Plus qu’une adaptation purement cinématographique, le film s’impose même comme un modèle de « roman filmé », selon l’expression de François Truffaut. D’ailleurs, la poésie des mots précède le tourbillon des images : avant le générique de début, la voix rugueuse de Jeanne Moreau se superpose à un écran noir, ce qui préfigure l’utilisation massive de la voix-off qui émaille le film d’un bout à l’autre. Grâce à ce procédé, la plume d’Henri-Pierre Roché rencontre naturellement la caméra deFrançois Truffaut


La scène où Jim raconte son histoire à Catherine au cours d’une promenade nocturne dans la nature est une bonne illustration de cette connivence : tandis qu’un travelling épouse la marche des promeneurs, la voix-off résume en quelques secondes le long monologue de Jim ; toujours au cours du même plan-séquence, Catherine commence alors à raconter sa propre histoire en temps réel. 
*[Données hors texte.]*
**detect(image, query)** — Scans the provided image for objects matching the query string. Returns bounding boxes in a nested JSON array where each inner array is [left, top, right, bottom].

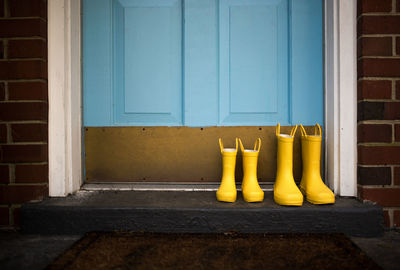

                          



François Truffaut ne se soucie pas ici de réalisme mais recherche dans sa manière de filmer la sobriété et la concision du style d’Henri-Pierre Roché. A cet égard, l’incipit est d’une précision remarquable : en un peu plus d’une minute, la voix-off pose le décor, relate la genèse de l’amitié entre Jules et Jim, leur complicité intellectuelle et leur quête de la femme désirable. Le montage vif épouse le débit rapide du narrateur, qui impose son rythme au film.
Mais la dimension littéraire ne transparaît pas seulement à travers la voix-off. La mise en scène de Truffaut offre bien plus qu’une simple illustration du texte d’Henri-Pierre Roché. Les livres peuplent les bibliothèques, les personnages se livrent une correspondance nourrie, vont au théâtre, citent des grands auteurs comme Oscar Wilde, et multiplient les allusions à la littérature pour décrypter leurs relations avec les autres. 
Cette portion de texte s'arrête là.